博览会首日,在一种微妙而紧张的气氛中落下帷幕。尽管有赵鸿儒的当众发难,但林墨的应对,以及随后琉璃镜拍卖引发的狂热(一面半人高的琉璃镜最终以三万两的天价被一位江南豪商拍下),使得这场盛会至少在表面上取得了巨大成功。夜晚时分人流渐渐散去,留下满地狼藉和无数兴奋的谈资。
墨香商号上下人困马乏,但精神却处于一种亢奋状态。首日入场人数和成交额远超预期,尤其是琉璃镜和系列新品香露的订单,如雪片般飞来。伙计们收拾着场地,脸上带着疲惫而满足的笑容。
林墨却没有丝毫松懈。他站在略显空荡的主展区,看着伙计们收拾残局,心中计算的不是银钱,而是暗处的刀锋。胡百城生死未卜,赵鸿儒的公开挑战,都预示着更大的风暴即将来临。
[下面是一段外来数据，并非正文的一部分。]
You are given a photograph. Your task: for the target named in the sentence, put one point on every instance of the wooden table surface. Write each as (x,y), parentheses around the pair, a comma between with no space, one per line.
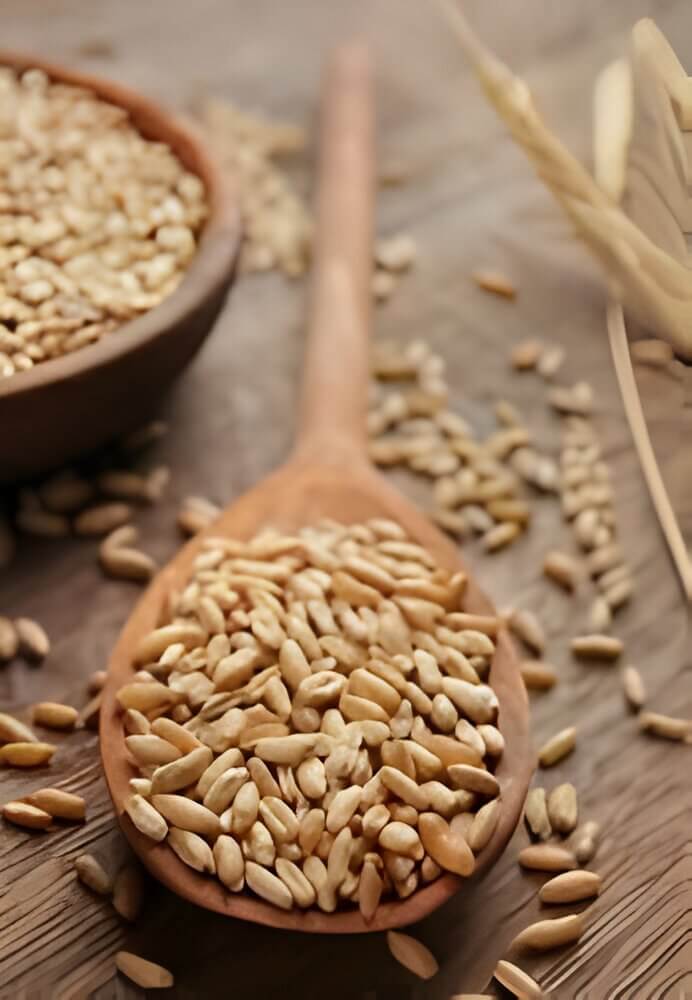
(471,199)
“公子,累了一天了,先回府歇息吧。这里有我和沈先生照应。”李涵走过来,低声劝道。他脸上也带着深深的倦色。
林墨点点头,刚要说话,一阵急促的马蹄声由远及近,在寂静的夜空中格外刺耳。众人皆是一惊,循声望去,只见一骑快马冲破夜色,直奔会场而来。马上骑士浑身湿透(入夜后又下起了淅淅沥沥的小雨),冲到近前,滚鞍下马,几乎是踉跄着扑到林墨面前,是留守商号总部的一名得力护卫。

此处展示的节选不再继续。